This AI model has not only become a formidable competitor but also contributed to one of NVIDIA's largest stock price drops. DeepSeek's innovative approach to AI development sets it apart, utilizing advanced technologies such as:
Multi-token Prediction (MTP): This method allows the model to predict multiple words at once by analyzing different sentence parts, enhancing both accuracy and efficiency.
Mixture of Experts (MoE): Employing 256 neural networks, with eight activated for each token processing task, this architecture speeds up AI training and boosts performance.

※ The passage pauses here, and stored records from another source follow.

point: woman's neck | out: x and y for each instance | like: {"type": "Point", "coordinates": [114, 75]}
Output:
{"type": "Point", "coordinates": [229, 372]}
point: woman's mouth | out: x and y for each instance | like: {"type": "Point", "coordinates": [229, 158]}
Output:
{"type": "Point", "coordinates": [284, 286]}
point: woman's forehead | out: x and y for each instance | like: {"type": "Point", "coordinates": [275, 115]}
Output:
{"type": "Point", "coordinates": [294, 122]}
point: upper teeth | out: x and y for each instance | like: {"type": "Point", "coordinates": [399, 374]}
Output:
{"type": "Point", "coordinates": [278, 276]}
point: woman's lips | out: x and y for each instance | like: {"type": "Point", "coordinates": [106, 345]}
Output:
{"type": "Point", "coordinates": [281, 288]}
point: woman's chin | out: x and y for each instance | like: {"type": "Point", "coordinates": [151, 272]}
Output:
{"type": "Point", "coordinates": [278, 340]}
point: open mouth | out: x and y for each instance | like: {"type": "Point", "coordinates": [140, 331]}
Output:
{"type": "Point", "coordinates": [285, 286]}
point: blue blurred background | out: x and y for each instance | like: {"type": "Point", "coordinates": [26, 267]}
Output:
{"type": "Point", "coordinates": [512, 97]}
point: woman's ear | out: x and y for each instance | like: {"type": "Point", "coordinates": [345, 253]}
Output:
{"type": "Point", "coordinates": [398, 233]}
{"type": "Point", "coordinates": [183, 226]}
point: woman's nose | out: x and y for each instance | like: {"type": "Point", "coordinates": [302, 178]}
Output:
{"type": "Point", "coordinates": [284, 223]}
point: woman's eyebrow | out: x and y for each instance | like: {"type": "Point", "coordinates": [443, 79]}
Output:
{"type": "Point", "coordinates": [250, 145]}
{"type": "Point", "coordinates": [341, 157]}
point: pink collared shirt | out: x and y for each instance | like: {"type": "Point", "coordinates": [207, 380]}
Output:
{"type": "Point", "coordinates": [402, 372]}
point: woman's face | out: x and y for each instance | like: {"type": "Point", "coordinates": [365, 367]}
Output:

Multi-head Latent Attention (MLA): By focusing on the most significant parts of a sentence and extracting key details repeatedly, MLA reduces the chance of missing crucial information, enabling the AI to capture important nuances.
Image: ensigame.com
DeepSeek, a prominent Chinese startup, claims to have developed a competitive AI model at a minimal cost, stating they spent only $6 million on training DeepSeek V3 using just 2048 graphics processors. However, analysts from SemiAnalysis have revealed that DeepSeek operates a vast computational infrastructure, utilizing approximately 50,000 Nvidia Hopper GPUs, including 10,000 H800 units, 10,000 H100s, and additional H20 GPUs. These resources are spread across multiple data centers and used for AI training, research, and financial modeling.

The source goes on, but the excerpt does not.